I\'ve written a small Haskell program to print the MD5 checksums of all files in the current directory (searched recursively). Basically a Haskell version of md5deep>
Lazy IO is very bug-prone.
As dons suggested, you should use strict IO.
You can use a tool such as Iteratee to help you structure strict IO code. My favorite tool for this job is monadic lists.
import Control.Monad.ListT (ListT) -- List
import Control.Monad.IO.Class (liftIO) -- transformers
import Data.Binary (encode) -- binary
import Data.Digest.Pure.MD5 -- pureMD5
import Data.List.Class (repeat, takeWhile, foldlL) -- List
import System.IO (IOMode(ReadMode), openFile, hClose)
import qualified Data.ByteString.Lazy as BS
import Prelude hiding (repeat, takeWhile)

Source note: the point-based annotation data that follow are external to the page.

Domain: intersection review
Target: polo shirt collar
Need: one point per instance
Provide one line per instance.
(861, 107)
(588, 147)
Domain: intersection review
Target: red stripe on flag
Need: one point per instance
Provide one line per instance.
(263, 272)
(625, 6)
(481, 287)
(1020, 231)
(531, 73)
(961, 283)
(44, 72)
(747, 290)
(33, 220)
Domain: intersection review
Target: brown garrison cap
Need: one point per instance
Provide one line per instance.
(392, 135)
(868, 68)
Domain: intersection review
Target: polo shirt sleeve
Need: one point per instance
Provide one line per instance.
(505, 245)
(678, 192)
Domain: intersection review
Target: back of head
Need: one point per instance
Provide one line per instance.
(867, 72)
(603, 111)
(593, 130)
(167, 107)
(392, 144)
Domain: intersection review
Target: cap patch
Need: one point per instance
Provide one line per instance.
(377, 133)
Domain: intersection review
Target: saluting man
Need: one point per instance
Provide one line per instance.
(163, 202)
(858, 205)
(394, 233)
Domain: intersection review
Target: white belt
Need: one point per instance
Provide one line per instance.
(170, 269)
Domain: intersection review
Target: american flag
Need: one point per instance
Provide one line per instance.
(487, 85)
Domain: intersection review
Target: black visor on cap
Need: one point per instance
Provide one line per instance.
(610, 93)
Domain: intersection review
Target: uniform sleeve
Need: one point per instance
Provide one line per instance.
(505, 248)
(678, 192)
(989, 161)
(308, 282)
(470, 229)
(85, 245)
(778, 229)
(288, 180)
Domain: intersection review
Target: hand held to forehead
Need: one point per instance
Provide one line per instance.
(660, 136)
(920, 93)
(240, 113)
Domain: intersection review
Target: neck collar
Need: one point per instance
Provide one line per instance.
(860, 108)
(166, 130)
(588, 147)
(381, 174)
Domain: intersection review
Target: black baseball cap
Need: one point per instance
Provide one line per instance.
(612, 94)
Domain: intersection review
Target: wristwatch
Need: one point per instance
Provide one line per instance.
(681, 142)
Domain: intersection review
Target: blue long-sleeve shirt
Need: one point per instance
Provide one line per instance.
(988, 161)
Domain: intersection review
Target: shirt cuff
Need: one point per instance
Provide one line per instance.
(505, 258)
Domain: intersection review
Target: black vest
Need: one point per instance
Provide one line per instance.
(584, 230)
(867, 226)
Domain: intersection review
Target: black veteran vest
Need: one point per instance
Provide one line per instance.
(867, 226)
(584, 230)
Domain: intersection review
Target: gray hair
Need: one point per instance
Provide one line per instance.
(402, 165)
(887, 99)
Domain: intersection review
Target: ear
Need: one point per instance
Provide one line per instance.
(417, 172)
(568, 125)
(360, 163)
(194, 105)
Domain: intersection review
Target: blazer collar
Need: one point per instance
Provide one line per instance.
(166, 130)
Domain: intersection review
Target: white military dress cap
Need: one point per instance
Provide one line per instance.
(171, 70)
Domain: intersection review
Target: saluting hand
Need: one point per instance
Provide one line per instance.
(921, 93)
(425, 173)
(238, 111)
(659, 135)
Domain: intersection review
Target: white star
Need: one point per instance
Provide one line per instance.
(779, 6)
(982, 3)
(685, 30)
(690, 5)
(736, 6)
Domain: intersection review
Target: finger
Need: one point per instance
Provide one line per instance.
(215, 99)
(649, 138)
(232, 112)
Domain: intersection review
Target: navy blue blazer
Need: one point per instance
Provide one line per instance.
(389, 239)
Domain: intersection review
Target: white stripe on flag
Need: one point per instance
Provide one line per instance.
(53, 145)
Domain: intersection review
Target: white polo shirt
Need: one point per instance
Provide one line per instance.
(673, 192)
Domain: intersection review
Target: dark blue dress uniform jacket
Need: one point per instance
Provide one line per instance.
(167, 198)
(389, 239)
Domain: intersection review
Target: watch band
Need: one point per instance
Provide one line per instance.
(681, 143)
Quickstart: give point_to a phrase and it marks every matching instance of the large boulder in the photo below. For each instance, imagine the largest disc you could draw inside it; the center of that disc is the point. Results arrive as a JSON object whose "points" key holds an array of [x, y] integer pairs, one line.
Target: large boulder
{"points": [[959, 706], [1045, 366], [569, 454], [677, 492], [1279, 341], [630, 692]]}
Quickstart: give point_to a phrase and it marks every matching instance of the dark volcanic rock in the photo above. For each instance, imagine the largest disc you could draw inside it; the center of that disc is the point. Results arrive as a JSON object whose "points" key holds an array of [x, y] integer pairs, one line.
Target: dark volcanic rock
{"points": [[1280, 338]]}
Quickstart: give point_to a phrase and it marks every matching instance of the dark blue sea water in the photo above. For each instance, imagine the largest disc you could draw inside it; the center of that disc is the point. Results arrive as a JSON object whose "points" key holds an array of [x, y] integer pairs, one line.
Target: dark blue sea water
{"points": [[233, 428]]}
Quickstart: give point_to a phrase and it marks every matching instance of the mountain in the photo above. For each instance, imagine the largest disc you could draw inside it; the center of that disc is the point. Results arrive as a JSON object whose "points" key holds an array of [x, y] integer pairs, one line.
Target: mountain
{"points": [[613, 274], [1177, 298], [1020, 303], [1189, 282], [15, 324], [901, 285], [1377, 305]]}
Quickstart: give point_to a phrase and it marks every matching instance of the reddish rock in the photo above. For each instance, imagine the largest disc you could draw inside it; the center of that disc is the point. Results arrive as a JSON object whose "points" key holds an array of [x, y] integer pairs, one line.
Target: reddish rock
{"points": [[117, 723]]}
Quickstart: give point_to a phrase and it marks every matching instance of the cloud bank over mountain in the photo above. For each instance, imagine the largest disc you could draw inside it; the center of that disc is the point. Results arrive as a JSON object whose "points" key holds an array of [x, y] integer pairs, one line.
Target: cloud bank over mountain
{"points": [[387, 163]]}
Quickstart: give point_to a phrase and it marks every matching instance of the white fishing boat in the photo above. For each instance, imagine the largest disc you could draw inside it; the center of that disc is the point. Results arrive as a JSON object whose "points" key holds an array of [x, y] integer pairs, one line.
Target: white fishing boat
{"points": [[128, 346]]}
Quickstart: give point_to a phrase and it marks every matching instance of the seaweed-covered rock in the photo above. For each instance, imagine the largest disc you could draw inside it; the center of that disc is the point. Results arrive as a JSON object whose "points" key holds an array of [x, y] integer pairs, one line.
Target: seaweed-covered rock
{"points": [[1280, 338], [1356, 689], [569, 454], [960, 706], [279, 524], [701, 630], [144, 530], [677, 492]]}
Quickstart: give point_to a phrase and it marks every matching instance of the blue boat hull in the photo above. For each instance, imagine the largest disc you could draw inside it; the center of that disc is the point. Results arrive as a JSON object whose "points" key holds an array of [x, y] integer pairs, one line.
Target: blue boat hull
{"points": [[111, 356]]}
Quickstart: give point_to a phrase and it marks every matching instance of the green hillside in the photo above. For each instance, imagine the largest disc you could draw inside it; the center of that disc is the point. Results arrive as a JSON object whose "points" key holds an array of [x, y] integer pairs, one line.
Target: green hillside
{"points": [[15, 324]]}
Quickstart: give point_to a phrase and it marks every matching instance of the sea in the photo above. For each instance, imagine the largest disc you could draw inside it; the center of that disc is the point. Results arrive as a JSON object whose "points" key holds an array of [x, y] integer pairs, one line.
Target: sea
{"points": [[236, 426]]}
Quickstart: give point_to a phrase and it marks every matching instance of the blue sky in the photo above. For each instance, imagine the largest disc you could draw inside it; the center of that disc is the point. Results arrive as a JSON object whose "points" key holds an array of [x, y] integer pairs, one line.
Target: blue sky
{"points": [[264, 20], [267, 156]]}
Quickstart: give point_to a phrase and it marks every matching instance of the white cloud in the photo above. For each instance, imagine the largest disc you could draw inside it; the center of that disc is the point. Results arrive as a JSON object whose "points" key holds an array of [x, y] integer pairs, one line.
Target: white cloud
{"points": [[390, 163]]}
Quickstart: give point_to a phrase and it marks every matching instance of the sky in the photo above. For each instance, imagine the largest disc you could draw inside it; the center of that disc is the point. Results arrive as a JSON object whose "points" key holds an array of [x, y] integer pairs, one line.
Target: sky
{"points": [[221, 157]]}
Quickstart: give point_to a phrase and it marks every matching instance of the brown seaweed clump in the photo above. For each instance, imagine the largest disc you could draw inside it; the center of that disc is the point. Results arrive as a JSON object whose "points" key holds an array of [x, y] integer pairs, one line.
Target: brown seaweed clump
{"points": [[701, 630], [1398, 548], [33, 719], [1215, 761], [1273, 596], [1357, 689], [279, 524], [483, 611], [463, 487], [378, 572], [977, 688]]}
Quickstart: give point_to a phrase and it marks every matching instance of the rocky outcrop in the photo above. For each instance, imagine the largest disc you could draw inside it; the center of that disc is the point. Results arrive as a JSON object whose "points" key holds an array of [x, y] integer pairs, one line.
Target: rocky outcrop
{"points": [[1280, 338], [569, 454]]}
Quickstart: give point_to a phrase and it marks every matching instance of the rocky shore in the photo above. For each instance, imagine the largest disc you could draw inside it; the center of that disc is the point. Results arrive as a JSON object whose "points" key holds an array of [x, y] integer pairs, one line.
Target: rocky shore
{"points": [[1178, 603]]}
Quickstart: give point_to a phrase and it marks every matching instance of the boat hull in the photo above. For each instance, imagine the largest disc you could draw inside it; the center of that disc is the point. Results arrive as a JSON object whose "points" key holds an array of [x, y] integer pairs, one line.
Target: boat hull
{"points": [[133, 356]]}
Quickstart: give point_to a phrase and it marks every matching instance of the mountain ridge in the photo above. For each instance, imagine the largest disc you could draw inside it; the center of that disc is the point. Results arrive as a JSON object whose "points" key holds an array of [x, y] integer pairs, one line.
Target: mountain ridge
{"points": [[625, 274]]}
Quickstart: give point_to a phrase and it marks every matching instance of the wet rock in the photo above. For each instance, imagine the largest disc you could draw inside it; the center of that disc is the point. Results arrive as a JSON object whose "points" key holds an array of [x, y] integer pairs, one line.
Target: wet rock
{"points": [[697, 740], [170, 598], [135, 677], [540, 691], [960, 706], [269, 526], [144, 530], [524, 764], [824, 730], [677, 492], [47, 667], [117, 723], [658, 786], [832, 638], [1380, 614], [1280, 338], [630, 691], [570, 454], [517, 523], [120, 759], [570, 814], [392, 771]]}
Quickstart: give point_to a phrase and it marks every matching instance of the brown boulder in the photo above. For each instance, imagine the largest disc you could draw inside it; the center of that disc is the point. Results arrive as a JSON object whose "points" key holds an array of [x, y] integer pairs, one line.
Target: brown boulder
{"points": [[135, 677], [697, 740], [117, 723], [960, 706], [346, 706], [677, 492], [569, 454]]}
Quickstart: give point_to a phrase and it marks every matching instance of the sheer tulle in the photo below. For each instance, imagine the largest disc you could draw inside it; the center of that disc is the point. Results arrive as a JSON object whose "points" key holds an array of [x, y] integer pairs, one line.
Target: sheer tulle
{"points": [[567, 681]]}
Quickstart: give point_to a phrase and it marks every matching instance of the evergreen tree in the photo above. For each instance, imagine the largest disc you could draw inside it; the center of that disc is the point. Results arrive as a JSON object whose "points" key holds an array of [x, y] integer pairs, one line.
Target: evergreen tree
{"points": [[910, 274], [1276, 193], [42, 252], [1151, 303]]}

hashFile :: FilePath -> IO BS.ByteString
hashFile =
fmap (encode . md5Finalize) . foldlL md5Update md5InitialContext . strictReadFileChunks 1024
strictReadFileChunks :: Int -> FilePath -> ListT IO BS.ByteString
strictReadFileChunks chunkSize filename =
takeWhile (not . BS.null) $ do
handle <- liftIO $ openFile filename ReadMode
repeat () -- this makes the lines below loop
chunk <- liftIO $ BS.hGet handle chunkSize
when (BS.null chunk) . liftIO $ hClose handle
return chunk
I used the "pureMD5" package here because "Crypto" doesn't seem to offer a "streaming" md5 implementation.
Monadic lists/ListT come from the "List" package on hackage (transformers' and mtl's ListT are broken and also don't come with useful functions like takeWhile)